Journalist Glenn Greenwald responded to the piece by saying it feels like an “NSA official justifying the need for mass surveillance” and identified that the ACLU has been against vaccine mandates up to now.
“What makes the ACLU’s position so remarkable — besides the inherent shock of a civil liberties organization championing state mandates overriding individual choice — is that, very recently, the same group warned of the grave dangers of the very mindset it is now pushing,” Greenwald wrote on his Substack web page. “In 2008, the ACLU published a comprehensive report on pandemics which had one primary purpose: to denounce as dangerous and unnecessary attempts by the state to mandate, coerce, and control in the name of protecting the public from pandemics.”
In the ACLU’s 2008 report, the group warned that “not all public health interventions have been benign or beneficial, however. Too often, fears aroused by disease and epidemics have encouraged abuses of state power. Atrocities, large and small, have been committed in the name of protecting the public’s health.”
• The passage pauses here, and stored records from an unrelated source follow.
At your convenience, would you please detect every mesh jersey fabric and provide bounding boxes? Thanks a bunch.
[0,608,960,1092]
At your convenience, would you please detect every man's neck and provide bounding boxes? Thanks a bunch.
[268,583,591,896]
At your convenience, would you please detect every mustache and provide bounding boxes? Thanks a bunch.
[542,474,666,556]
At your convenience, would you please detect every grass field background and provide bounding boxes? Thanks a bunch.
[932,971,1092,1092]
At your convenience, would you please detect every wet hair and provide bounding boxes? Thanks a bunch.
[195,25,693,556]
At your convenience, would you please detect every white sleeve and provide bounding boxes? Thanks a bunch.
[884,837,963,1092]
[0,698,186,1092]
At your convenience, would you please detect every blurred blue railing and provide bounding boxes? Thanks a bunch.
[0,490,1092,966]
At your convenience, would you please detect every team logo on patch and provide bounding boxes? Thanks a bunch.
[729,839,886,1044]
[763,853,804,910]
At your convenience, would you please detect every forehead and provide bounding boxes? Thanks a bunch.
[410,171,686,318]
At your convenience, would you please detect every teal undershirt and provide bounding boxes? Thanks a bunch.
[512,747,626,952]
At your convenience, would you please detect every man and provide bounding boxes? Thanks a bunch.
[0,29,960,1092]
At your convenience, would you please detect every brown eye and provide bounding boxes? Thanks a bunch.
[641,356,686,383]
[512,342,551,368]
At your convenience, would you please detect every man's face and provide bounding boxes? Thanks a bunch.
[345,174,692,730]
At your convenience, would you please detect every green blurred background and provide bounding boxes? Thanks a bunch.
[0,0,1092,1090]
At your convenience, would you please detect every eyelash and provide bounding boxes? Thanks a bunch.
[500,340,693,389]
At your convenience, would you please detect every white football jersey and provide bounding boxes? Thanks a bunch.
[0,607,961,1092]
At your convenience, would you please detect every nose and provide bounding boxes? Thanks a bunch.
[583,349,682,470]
Greenwald added, “The ACLU’s New York Times op-ed this week repeatedly stressed that coercive mandates are justified whenever ‘the disease is highly transmissible, serious and lethal.’ But its 2008 report argued exactly the opposite. The report was critical of forced vaccinations and other mandates in prior outbreaks of smallpox — certainly a highly contagious and lethal disease — but then argued that when the disease reappeared in the late 1940s, New York City handled it much better by offering voluntary vaccines and education programs rather than coercive measures.”
The ACLU’s shift in place comes as governments and companies throughout the United States are grappling with the thought of requiring residents and staff to get vaccinated towards the coronavirus.
New York City Mayor Bill de Blasio enacted a plan this summer season forcing residents of his metropolis to indicate proof of vaccination so as to enter eating places, bars, and gymnasiums. The Los Angeles City Council has moved to implement an analogous mandate and President Joe Biden has instructed federal authorities companies to mandate vaccination for workers.
Anti-vaccine mandate protesters have hit the streets throughout the nation to voice their opposition to the plan and a number of other native police unions have mentioned that some officers will step down from their posts if compelled to take the vaccine.
The ACLU didn’t instantly reply to Fox News’ request for remark.